Geo-Targeting Ads Based On Locations

SPEAKER_00

That reminds me of something that happened a week ago where I was speaking with this online marketer. I think she's a reseller, she resells different online digital marketing platforms, and she does something called geo-targeting. And get this. If you walk into a store, say for example, you walk into a Louis Vuitton store, yeah, I can geo-target you and I could say, okay, for today's day, 17th of April, whoever walks into this specific store, I want to display my advertisement. Now, maybe I am a different brand, maybe I'm her maids, for example.

SPEAKER_01

Yeah.

SPEAKER_00

And so if they walked in the store and they're flipping on their phone, perhaps they're on Instagram, perhaps they're on, I don't know, LinkedIn or not LinkedIn, SydneyMortiherald.com.au, whatever it may be, then I could start displaying her maids in front of them. That's remarkable. Uh with a specific message along the lines of maybe didn't find what you liked at Louis Vuitton. We sell luxury.

SPEAKER_01

Over their shoulder. It's remarkable. I mean, the other the other way you can do it, so if you've got a you sell boats, for instance, and you know that the boat show is coming up at the ICC centre, you can geo-target around there, and you know that a large, large percentage of those are going to be in the market, or the large percentage of people that actually go through the doors there are gonna be in the market for a new boat or have an existing boat that they're looking for accessories for. Oh accessories, yeah. Absolutely. So you can retarget them that way, and you're only really spending on the people that are in that area.

SPEAKER_00

Or even if you're upsetting something like luxury cars, someone who could afford a boat clearly could afford a luxury car. Definitely, definitely.

SPEAKER_01

So understanding who you're understanding who your customer is at the end of the day, or your ideal target client is where it's, you know, is what it's all about. And then you figure out, well, where are these people?

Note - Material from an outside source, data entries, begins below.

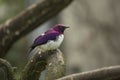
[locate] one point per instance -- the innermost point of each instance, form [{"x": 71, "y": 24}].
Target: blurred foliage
[
  {"x": 9, "y": 8},
  {"x": 16, "y": 55}
]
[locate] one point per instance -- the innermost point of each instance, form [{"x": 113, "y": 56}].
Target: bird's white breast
[{"x": 51, "y": 45}]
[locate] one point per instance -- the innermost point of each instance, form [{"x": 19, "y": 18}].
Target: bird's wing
[{"x": 44, "y": 39}]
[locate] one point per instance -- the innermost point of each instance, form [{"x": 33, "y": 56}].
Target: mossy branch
[{"x": 52, "y": 59}]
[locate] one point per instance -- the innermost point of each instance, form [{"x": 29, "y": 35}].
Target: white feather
[{"x": 51, "y": 45}]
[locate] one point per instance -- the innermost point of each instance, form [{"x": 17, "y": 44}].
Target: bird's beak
[{"x": 67, "y": 27}]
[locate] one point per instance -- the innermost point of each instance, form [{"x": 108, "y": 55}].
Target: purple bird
[{"x": 51, "y": 39}]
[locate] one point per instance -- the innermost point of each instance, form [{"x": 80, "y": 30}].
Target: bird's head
[{"x": 60, "y": 28}]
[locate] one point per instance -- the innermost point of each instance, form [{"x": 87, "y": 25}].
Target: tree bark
[{"x": 52, "y": 59}]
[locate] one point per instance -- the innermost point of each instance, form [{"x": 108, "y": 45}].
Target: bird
[{"x": 51, "y": 39}]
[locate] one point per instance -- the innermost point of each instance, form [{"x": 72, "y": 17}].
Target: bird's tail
[{"x": 28, "y": 55}]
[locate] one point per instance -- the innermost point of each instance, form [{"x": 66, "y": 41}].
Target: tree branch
[
  {"x": 55, "y": 66},
  {"x": 28, "y": 20},
  {"x": 39, "y": 62},
  {"x": 7, "y": 70},
  {"x": 107, "y": 73}
]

Is Your Phone Listening To You

SPEAKER_00

Up until maybe uh that phone call, I thought that our phone, my phone was listening to me because at times I would be displayed advert advertisements from diamonds.

SPEAKER_01

I think it is. I still think it is.

SPEAKER_00

Oh, okay, okay, controversial. Controversial. I'm sure it is. I tried testing it out though with my wife, where I said, hey, let's test this out. And we repeatedly yelled at, I think, Mercedes Benz. I want to buy Mercedes Benz. I want to buy it now. Where can I buy it from? It didn't work. No Mercedes Benz. That's interesting.

SPEAKER_01

Yeah. No, I've definitely there a number of times I've had conversations with people about certain things, whether it's a type of Moosley bar or whether it's a type of software, and all of a sudden you jump on your social media and the ad is just sitting there.

SPEAKER_00

As marketer, as a marketer, you are obligated to find out whether that is the truth or not, and find out the system and share it on this channel. Where can we do this? How can we go about doing it?

SPEAKER_01

I'm gonna ask Claude and see what answer it gives me. Yeah, that'd be interesting. That would be.

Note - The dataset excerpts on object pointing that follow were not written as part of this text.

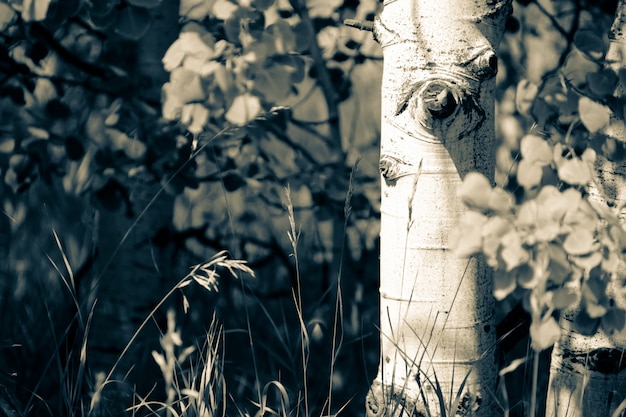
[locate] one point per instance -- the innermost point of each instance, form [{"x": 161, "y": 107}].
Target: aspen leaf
[
  {"x": 475, "y": 191},
  {"x": 245, "y": 108},
  {"x": 195, "y": 116},
  {"x": 504, "y": 283},
  {"x": 588, "y": 42},
  {"x": 563, "y": 298},
  {"x": 195, "y": 9},
  {"x": 284, "y": 38},
  {"x": 500, "y": 201},
  {"x": 574, "y": 171},
  {"x": 594, "y": 293},
  {"x": 513, "y": 253},
  {"x": 7, "y": 16},
  {"x": 579, "y": 242},
  {"x": 536, "y": 150},
  {"x": 529, "y": 174},
  {"x": 544, "y": 333},
  {"x": 525, "y": 96},
  {"x": 224, "y": 9},
  {"x": 303, "y": 35},
  {"x": 611, "y": 263},
  {"x": 492, "y": 233},
  {"x": 132, "y": 22},
  {"x": 603, "y": 82},
  {"x": 587, "y": 262},
  {"x": 186, "y": 85},
  {"x": 560, "y": 268},
  {"x": 526, "y": 276},
  {"x": 594, "y": 115},
  {"x": 262, "y": 4},
  {"x": 271, "y": 83},
  {"x": 35, "y": 10}
]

How To Use Event Targeting

SPEAKER_01

Yeah, the geo geo-targeting stuff is very interesting because you know, if people want to target doctors for certain products, you might you might sell a software that's for clinics. Where is a convention of doctors being held at?

SPEAKER_00

Oh, there was one two weeks ago. There you go. Yeah, there was one.

SPEAKER_01

Yeah, all the time. It happens all the time. You just set your ad parameters for those particular days that it's on. You know you're going to be showing them to the right people. At lunchtime, they're scrolling through, all of a sudden, bang, offer them some kind of free download. You get their contact details and get the ball rolling.